Timeouts & Cancellation

  • Per-call timeouts are enforced as global deadlines. On expiry, in-flight jobs are cancelled and a TimeoutError is raised.

  • future.cancel_remote() performs cooperative cancellation; awaiting the future raises concurrent.futures.CancelledError.

Job Naming & Traceability

  • Each chunk job receives a descriptive name of the form "mer:{layer}:{call_id}:{idx}/{total}:{pool_slot}:{cmd}", sanitized and truncated to 50 characters with a stable hash suffix when necessary.

Threading & Pools

  • For each call and for each quantum leaf, the processor creates a pool of cloned RemoteProcessor objects sized to chunk_concurrency. Each clone has its own RPC handler to avoid cross-thread sharing.

Return Shapes & Mapping

  • Distribution size is inferred from the leaf graph or from (n_modes, n_photons) and whether no_bunching is enabled. Probability vectors are normalized if needed.

Examples

Synchronous execution

y = proc.forward(model, X, nsample=20_000)

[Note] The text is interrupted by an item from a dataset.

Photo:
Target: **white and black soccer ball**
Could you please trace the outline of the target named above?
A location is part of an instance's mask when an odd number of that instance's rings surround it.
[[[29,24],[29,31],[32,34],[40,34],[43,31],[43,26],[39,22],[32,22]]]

Asynchronous with status and cancellation

fut = proc.forward_async(model, X, nsample=5_000, timeout=None)
print(fut.status())        # {'state': ..., 'progress': ..., ...}
# If needed:
fut.cancel_remote()        # cooperative cancel
try:
    y = fut.wait()
except Exception as e:
    print("Cancelled:", type(e).__name__)

High-throughput chunking

proc = MerlinProcessor(rp, microbatch_size=8, chunk_concurrency=2)
y = proc.forward(q_layer, X, nsample=3_000)

Version Notes

  • Default chunk_concurrency is 1 (serial).

  • The constructor timeout must be a float; use per-call timeout=None for an unlimited call.

  • Shots are user-controlled (no auto-shot chooser); use the estimator helper to plan values ahead of time.